The microscope in which this extraordinary transmission is used is termed midfield
microscope. It uses a near-field phenomenon for the illumination while the detection of the
fluorescent emission is done in far-field onto a CCD. In order to predict the transmission
pattern, 2D (slit-array) theoretical calculations are performed. Although the spectral peak is
found for wavelengths λ larger than the array-period a, the transmission pattern for λ<a is
found to have a much better contrast and is more suitable for structured illumination. By using
these calculations and the concept of the microscope, the theoretical point spread function and
resolution are found, which are comparable to the confocal microscope if no frequency
multiplexing is used. Super resolution can be obtained by using the structure of the light.

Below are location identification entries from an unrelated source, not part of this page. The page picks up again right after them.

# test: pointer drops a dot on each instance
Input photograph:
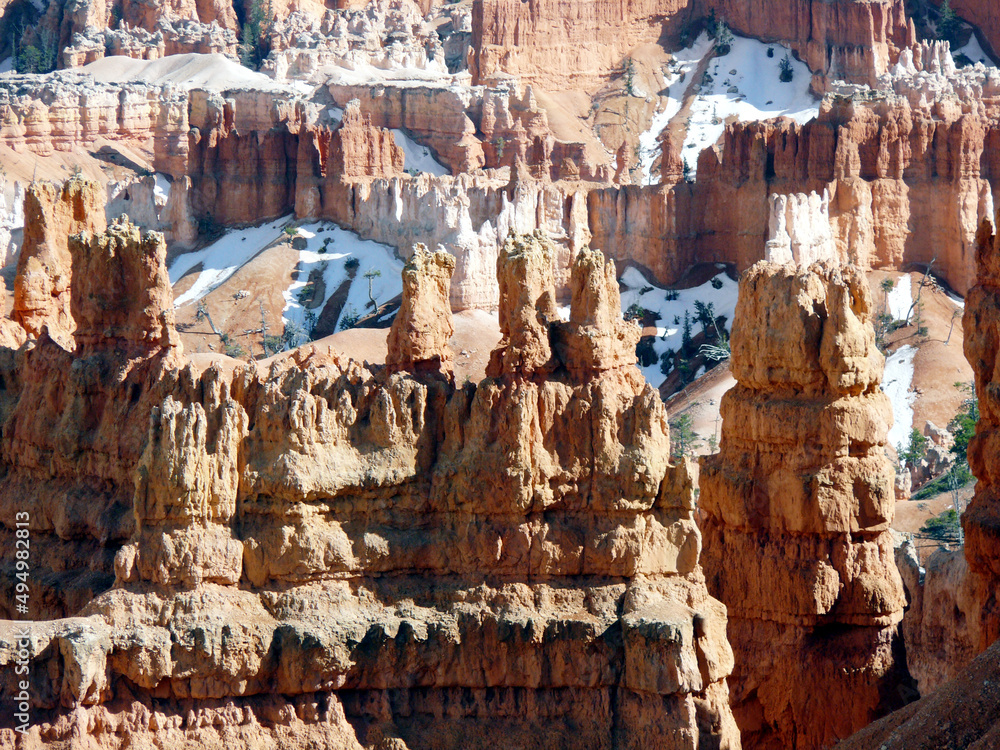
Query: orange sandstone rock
(44, 268)
(798, 503)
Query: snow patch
(419, 158)
(896, 382)
(162, 189)
(223, 258)
(745, 83)
(637, 290)
(214, 72)
(974, 51)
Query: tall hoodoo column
(798, 503)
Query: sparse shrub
(667, 361)
(635, 311)
(306, 293)
(948, 26)
(234, 350)
(963, 426)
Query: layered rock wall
(333, 555)
(535, 41)
(797, 505)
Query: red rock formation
(121, 300)
(44, 268)
(798, 503)
(906, 186)
(421, 330)
(963, 713)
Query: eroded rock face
(418, 339)
(981, 520)
(439, 565)
(797, 509)
(44, 268)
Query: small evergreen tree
(683, 439)
(255, 39)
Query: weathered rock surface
(418, 339)
(330, 554)
(981, 520)
(847, 38)
(963, 713)
(42, 287)
(797, 508)
(906, 185)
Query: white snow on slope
(676, 80)
(419, 158)
(896, 384)
(328, 249)
(670, 326)
(223, 258)
(900, 298)
(745, 83)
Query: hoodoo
(797, 504)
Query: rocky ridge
(322, 524)
(797, 506)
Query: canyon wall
(323, 553)
(798, 504)
(905, 185)
(563, 43)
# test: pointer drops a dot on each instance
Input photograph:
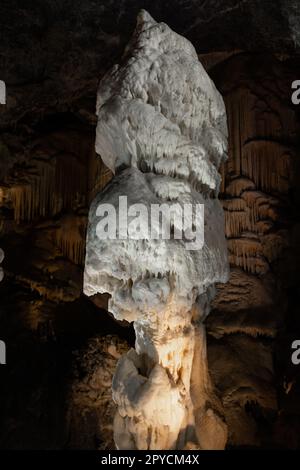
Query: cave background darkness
(61, 347)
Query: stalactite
(247, 253)
(268, 165)
(56, 185)
(99, 175)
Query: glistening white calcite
(162, 131)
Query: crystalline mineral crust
(162, 131)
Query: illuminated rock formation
(162, 132)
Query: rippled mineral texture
(162, 132)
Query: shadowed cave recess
(63, 347)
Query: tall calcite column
(162, 132)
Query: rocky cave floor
(62, 347)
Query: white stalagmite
(162, 131)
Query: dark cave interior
(55, 389)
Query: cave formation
(62, 346)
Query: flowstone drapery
(162, 131)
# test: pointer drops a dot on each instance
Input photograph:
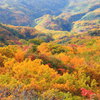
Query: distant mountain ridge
(23, 12)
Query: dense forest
(49, 52)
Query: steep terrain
(23, 12)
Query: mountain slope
(23, 12)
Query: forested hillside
(49, 50)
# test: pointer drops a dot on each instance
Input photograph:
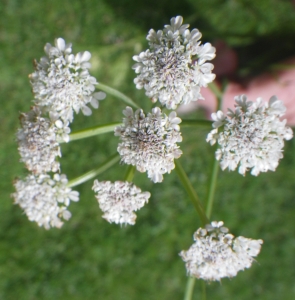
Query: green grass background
(89, 258)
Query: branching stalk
(93, 173)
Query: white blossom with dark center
(37, 141)
(119, 200)
(45, 200)
(174, 68)
(252, 136)
(61, 82)
(216, 253)
(149, 142)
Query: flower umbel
(45, 200)
(61, 82)
(216, 253)
(149, 142)
(252, 136)
(37, 141)
(174, 68)
(119, 200)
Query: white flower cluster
(149, 142)
(119, 200)
(37, 140)
(216, 253)
(45, 200)
(62, 83)
(174, 68)
(251, 136)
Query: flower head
(45, 200)
(61, 81)
(252, 136)
(37, 141)
(174, 68)
(149, 142)
(216, 253)
(119, 200)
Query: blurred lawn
(89, 258)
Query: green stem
(198, 123)
(212, 187)
(203, 290)
(117, 94)
(93, 173)
(189, 288)
(130, 173)
(88, 132)
(217, 92)
(191, 192)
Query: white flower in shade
(174, 68)
(149, 142)
(252, 136)
(216, 253)
(119, 200)
(45, 200)
(61, 82)
(37, 142)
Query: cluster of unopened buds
(172, 71)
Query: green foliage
(89, 258)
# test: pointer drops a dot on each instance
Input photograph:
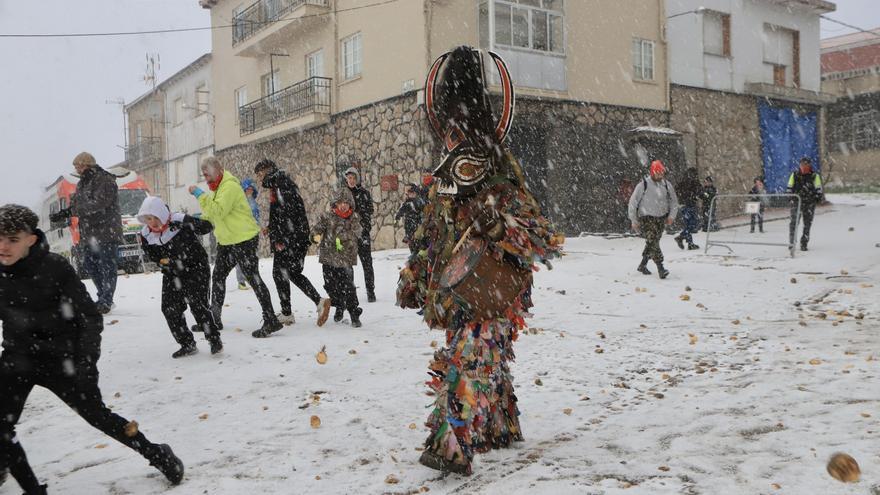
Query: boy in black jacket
(289, 236)
(171, 241)
(52, 338)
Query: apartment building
(321, 85)
(746, 86)
(851, 71)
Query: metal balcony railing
(302, 98)
(263, 13)
(143, 152)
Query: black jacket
(411, 212)
(184, 252)
(689, 191)
(96, 204)
(46, 312)
(288, 223)
(363, 205)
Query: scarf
(213, 185)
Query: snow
(711, 395)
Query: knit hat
(353, 171)
(84, 159)
(657, 167)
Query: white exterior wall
(689, 66)
(191, 139)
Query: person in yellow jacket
(237, 233)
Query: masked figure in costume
(481, 237)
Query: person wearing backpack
(653, 205)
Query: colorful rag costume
(479, 194)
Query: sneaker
(356, 317)
(323, 309)
(286, 318)
(186, 350)
(268, 328)
(168, 464)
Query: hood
(354, 171)
(153, 205)
(249, 183)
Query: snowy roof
(655, 130)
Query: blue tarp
(786, 137)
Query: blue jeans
(691, 221)
(99, 261)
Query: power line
(872, 33)
(179, 30)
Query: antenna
(152, 69)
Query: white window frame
(352, 56)
(551, 15)
(640, 59)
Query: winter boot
(323, 309)
(167, 463)
(662, 272)
(643, 267)
(185, 350)
(356, 317)
(216, 345)
(680, 241)
(440, 463)
(286, 318)
(269, 327)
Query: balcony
(304, 104)
(268, 25)
(145, 152)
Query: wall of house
(689, 66)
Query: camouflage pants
(652, 230)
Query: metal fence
(787, 207)
(302, 98)
(262, 13)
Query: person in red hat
(653, 205)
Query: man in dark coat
(96, 205)
(364, 208)
(689, 192)
(52, 338)
(289, 237)
(807, 184)
(411, 213)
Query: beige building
(319, 85)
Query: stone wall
(388, 138)
(723, 133)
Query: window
(202, 97)
(643, 59)
(716, 33)
(177, 111)
(531, 24)
(270, 83)
(352, 56)
(315, 64)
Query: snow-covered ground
(746, 385)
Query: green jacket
(227, 208)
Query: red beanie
(657, 167)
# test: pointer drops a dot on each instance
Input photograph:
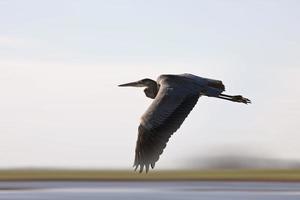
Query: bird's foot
(241, 99)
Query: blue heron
(174, 98)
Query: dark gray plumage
(174, 98)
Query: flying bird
(174, 98)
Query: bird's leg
(235, 98)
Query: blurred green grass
(168, 175)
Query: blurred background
(61, 62)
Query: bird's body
(174, 98)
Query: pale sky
(61, 62)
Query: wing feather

Additionally to this theoretical concept, the transmission through the array is directly
measured by observing fluorescent emission from a continuous solution. These results are
comparable to the theoretical predictions and are actually a proof of concept. Such direct
measurements of the transmitted field are presented here for the first time, to the best of our
knowledge.
2
EXTRAORDINARY TRANSMISSION
Classically, it is expected that hardly any light passes a small (sub-wavelength) hole and if so,
the light is totally diffracted. Bethe found the ratio of light passing a hole to be (d/λ)4,
depending on the diameter of the hole d and the wavelength λ [10]. However, if such a hole is
periodically surrounded by other holes or grooves, more light passes a hole than impinges on
it [9]. The transmission spectrum has peaks for certain wavelengths. A third characteristic is
the narrow angular spread, which is measured to be 3°[11].

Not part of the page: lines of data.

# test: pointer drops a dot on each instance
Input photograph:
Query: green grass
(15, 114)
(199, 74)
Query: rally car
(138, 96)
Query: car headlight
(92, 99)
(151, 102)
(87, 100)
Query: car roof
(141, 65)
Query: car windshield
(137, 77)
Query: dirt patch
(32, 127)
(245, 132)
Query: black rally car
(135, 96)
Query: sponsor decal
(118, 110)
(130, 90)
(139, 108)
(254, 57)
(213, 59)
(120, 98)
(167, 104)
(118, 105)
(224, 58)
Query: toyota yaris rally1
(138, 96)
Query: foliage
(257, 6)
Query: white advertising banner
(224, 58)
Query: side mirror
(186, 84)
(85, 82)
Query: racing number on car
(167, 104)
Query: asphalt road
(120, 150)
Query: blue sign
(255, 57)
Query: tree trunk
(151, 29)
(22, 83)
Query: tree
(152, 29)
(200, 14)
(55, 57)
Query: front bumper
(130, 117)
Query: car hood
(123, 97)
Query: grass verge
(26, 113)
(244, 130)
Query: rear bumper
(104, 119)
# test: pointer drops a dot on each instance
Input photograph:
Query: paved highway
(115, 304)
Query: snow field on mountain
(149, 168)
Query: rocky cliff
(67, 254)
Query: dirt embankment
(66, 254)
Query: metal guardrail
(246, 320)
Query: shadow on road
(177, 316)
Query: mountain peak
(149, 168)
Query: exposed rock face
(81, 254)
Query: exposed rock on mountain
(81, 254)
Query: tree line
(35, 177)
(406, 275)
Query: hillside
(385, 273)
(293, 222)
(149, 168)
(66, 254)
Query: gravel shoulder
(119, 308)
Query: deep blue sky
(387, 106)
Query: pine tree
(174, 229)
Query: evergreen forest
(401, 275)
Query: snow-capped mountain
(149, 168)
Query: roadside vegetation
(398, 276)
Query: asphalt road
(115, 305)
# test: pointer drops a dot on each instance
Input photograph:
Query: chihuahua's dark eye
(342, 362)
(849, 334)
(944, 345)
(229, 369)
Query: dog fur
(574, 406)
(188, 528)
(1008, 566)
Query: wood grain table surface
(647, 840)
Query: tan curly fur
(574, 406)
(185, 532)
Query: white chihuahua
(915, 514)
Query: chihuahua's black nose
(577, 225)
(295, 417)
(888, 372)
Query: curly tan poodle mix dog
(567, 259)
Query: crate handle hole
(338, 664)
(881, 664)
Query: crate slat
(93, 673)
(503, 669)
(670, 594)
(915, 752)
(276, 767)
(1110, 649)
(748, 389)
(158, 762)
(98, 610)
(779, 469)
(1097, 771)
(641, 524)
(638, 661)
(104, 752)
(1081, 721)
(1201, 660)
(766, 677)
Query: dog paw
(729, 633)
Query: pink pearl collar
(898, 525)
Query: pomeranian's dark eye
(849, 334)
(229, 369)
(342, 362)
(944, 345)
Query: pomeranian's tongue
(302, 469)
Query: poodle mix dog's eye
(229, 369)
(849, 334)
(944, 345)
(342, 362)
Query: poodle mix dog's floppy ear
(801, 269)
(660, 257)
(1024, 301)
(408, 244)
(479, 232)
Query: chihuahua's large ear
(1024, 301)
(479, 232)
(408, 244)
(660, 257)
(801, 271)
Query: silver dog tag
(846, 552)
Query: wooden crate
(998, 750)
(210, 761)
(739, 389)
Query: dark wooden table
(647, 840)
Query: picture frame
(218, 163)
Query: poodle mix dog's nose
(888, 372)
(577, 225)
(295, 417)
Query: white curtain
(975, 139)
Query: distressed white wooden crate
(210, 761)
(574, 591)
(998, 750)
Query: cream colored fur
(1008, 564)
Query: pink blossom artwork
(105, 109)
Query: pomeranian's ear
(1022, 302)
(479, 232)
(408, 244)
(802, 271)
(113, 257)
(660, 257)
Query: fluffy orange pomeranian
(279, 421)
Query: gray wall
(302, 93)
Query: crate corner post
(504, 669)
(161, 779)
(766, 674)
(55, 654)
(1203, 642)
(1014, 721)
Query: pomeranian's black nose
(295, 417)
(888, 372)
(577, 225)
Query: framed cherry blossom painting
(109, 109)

The cause of this extraordinary phenomenon is often subscribed to surface waves, in
particular surface plasmons. The simplest prediction for a transmission spectrum is based on
the existence of plasmons on a surface with a certain periodicity, and not taking the size of the
holes into account [9]. Such a prediction is not accurate enough (around 10% off) and more
advanced calculations are required. We use partial differential equations to predict the
transmission intensity distribution which is often not shown in such calculations. We
emphasize on the calculation of the intensity distribution, because it is crucial to the midfield
microscopic method that we present, that we there will be high contrast of intensity in the
transmission pattern. As will be shown, a high-contrast distribution is not necessarily related
to a high peak in the transmitted spectrum, a fact that was not well discussed in prior works.
2.1
Calculated transmitted field
By using partial differential equations (implemented using the Matlab PDE toolbox [12]), the
transmission of a plane wave incident perpendicularly on a gold film is calculated. Inside each
medium (air and the gold film) Maxwell’s equations are fulfilled (specified through the
Helmholtz equations) and we adopt the Sommerfeld conditions stating that at the edges of the
calculated area the waves are absorbed. It is possible to vary the thickness of the gold film
(we used t=200 nm), the diameter of the slit (d=150 nm), the distance between the holes
(a=600 nm) and the wavelength (400 nm < λ < 800 nm). We calculate the magnetic field H,
from which the electric field E and the forward intensity flow, given by the z-component of
the Poynting vector P =Re{E × H*}/ 2, are derived.
Our calculations are limited to a 2D slit-array instead of a 3D hole-array, but similar
results are expected for 3D. According to Altewischer [13] the polarization of light incident
on a hole-array is decomposed along its principal axes, which implies that transmission
through a 3D array can be seen as the sum of two orthogonal 2D arrays.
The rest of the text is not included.